4.10. Mycoparasitism of the Transformants on Sclerotia of S. sclerotiorum

S. sclerotiorum Ss-H was cultured in carrot medium at 26 °С for 10 days. The sclerotia were harvested and the medium and hyphae of Ss-H were removed by washing with sterile distilled water. A sufficient quantity of sclerotia was surface-sterilized in 75% ethanol for 45 s, 2.5% sodium hypochlorite solution for 3 min, and 75% ethanol for 45 s, followed by rinsing with sterile distilled water five times. The sclerotia were immersed in spore suspensions of all transformants at a concentration of 1 × 10⁷ spores·mL⁻¹ for 10 min and then the excess water was sucked out. Twenty uniform sclerotia were placed on a wet sterile filter paper and incubated at 26 °С. The number of sclerotia parasitized by the fungal isolates was counted under an inverted microscope (BX41, Olympus, Tokyo, Japan) and a stereo-microscope (SMZ-10, Nikon, Tokyo, Japan) at 9, 12, 15, and 18 h. Mycelia of the transformants extending on the surface of sclerotia were regarded as parasitic, and the wild type HL-1-1 was treated as the control. Three replicates were used for each transformant.

4.11. Transcription Level of Per3 in the Transformants

Total RNA and cDNA of the transformants with high parasitic ability on sclerotia were extracted and synthetized by using Trizol reagent (Invitrogen, Carlsbad, CA, USA) and a cDNA Synthesis Kit (TaKaRa, Dalian, China), respectively. Expression levels of Per3 in the transformants were quantified by real-time PCR using the primers of SPF and SPR (Table 3), using the same procedure described above. Three replicates were performed.

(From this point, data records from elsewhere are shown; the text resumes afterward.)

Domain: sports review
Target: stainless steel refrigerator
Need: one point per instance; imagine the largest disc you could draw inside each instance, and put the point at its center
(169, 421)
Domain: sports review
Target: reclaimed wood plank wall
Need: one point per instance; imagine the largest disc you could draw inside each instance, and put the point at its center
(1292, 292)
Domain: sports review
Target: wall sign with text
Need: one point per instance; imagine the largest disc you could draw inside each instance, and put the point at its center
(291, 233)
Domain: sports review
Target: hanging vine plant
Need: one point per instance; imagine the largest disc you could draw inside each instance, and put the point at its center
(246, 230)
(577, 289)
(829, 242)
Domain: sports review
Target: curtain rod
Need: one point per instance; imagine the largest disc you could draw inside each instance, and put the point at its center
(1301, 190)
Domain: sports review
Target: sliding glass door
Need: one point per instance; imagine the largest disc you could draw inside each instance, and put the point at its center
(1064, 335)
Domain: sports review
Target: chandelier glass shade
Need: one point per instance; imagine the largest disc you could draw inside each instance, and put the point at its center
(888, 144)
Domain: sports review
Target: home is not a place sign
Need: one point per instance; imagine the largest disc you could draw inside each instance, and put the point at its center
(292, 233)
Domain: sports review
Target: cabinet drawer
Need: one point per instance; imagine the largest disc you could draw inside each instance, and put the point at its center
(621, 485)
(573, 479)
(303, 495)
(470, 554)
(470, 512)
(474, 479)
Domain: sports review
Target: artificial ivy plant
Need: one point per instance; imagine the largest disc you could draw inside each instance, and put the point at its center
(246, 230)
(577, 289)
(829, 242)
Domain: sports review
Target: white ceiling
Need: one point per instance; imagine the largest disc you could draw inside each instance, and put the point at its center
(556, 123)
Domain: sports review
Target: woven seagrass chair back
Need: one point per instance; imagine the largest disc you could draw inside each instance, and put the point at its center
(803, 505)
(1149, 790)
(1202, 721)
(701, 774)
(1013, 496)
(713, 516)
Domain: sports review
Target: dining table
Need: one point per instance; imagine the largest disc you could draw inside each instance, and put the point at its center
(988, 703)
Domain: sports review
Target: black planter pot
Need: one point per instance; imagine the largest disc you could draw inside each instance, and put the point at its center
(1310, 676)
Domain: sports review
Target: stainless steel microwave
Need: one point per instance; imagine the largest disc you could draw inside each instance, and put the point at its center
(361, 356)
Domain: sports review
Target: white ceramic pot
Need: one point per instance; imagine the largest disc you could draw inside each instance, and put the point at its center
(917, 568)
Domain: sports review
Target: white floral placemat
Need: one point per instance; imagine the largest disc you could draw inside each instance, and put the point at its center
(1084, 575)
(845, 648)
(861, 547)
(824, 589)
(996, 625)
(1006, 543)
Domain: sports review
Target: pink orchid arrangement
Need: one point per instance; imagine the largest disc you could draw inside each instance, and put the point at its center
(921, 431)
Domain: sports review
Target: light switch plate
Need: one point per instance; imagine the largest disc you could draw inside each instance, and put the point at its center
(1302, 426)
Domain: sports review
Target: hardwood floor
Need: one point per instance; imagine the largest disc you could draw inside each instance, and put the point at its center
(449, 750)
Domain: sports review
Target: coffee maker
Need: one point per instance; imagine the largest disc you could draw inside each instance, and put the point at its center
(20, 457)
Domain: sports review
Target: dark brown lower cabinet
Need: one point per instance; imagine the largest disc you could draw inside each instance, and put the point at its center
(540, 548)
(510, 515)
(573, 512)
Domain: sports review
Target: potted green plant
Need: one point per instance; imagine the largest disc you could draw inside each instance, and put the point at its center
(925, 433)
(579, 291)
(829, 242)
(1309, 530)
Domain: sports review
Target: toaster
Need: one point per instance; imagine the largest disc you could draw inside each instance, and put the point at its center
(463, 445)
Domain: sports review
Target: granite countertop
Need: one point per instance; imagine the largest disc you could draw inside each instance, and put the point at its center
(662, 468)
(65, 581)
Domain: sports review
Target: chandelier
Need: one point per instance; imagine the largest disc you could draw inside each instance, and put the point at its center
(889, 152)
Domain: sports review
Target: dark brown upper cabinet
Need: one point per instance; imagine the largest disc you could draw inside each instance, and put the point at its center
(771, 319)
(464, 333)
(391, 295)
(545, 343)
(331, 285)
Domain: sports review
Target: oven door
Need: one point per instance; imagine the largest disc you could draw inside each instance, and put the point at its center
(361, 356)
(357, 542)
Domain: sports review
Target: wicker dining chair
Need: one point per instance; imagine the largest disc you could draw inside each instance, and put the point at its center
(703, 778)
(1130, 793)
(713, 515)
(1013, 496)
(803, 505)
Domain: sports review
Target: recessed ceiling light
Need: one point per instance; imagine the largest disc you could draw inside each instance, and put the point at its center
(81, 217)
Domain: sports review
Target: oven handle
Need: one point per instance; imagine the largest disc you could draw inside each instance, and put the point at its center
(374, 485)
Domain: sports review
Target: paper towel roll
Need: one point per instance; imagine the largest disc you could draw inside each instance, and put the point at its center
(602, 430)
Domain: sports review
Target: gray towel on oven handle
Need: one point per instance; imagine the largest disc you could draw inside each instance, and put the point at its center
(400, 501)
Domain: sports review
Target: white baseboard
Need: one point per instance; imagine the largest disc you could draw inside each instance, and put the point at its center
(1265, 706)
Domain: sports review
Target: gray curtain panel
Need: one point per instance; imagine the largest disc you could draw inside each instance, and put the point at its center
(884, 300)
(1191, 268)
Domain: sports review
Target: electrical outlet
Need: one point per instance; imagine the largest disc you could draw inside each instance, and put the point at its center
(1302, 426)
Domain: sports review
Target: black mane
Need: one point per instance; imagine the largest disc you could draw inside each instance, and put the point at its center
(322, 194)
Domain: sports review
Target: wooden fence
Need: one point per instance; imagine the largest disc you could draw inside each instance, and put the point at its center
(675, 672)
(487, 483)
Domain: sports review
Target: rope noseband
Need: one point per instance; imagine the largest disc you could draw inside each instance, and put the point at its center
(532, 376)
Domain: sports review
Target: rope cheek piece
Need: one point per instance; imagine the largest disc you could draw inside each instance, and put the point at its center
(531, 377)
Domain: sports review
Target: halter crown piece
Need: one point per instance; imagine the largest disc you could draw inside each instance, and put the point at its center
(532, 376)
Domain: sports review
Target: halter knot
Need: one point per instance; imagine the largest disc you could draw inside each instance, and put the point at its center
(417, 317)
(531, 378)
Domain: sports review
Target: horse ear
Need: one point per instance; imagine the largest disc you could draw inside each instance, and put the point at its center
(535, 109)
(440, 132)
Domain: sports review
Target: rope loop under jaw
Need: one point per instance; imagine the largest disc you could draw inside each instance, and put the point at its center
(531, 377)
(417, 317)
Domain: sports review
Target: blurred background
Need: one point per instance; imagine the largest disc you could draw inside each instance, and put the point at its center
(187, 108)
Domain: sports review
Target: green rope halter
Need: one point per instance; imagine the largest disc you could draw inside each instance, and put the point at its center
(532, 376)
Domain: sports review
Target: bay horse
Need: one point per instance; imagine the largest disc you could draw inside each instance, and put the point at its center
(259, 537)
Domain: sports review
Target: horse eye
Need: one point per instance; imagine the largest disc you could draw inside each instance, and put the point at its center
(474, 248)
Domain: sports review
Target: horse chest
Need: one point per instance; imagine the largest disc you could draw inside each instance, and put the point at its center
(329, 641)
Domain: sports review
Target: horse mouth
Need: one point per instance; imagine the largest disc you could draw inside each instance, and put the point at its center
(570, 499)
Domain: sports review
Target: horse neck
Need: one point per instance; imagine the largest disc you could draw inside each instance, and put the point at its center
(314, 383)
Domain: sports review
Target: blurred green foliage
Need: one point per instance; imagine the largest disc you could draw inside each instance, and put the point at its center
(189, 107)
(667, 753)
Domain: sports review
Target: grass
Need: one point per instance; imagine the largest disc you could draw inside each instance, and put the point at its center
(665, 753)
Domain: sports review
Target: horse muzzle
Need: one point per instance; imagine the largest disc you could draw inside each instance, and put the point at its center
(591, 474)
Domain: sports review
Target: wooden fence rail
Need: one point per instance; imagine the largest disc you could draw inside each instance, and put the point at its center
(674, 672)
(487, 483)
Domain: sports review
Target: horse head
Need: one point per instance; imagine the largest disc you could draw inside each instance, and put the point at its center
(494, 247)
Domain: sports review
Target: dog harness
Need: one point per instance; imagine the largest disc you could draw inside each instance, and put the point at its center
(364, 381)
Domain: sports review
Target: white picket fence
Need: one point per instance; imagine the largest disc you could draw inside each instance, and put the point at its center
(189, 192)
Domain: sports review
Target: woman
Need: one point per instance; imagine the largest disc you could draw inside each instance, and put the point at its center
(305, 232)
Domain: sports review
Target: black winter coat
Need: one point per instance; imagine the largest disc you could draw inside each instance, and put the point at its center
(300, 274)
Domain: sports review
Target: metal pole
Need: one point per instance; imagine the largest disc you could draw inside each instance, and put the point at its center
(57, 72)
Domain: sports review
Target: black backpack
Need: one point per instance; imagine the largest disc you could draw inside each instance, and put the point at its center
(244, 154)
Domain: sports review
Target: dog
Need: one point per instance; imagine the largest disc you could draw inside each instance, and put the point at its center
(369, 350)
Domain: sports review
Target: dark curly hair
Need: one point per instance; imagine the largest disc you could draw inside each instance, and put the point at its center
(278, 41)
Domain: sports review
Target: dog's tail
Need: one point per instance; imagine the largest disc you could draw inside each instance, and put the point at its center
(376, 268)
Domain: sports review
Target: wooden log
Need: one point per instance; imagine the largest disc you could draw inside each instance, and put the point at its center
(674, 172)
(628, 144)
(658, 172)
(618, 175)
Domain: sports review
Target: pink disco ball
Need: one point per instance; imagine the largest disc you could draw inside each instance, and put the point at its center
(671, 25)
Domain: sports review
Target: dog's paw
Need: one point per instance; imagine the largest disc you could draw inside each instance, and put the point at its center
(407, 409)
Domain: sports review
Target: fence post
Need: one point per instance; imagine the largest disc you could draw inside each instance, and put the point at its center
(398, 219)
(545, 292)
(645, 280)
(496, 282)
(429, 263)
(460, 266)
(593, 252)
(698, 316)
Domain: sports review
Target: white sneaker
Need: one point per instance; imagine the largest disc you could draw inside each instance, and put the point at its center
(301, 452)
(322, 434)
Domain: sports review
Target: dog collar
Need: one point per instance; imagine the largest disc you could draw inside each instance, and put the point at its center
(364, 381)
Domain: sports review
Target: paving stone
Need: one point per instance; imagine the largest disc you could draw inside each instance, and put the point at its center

4.12. Statistical Analysis

The statistical software SAS 9.1.3 (SAS Institute Inc., Cary, NC, USA) was used for analysis of variance (ANOVA). Duncan’s multiple range test was used to compare the means from each treatment. p-values < 0.05 were considered significant.

5. Conclusions

Our study identified a perilipin protein encoding gene Per3, which was obtained from a SSH cDNA library of C. rosea f. catenulata HL-1-1 parasitizing sclerotia of S. sclerotiorum. Per3 was up-regulated under the induction of sclerotia, and overexpression of Per3 significantly enhanced parasitic ability on sclerotia compared with the wild type. This study indicated that Per3 might be involved in the mycoparasitic process of C. rosea f. catenulata HL-1-1.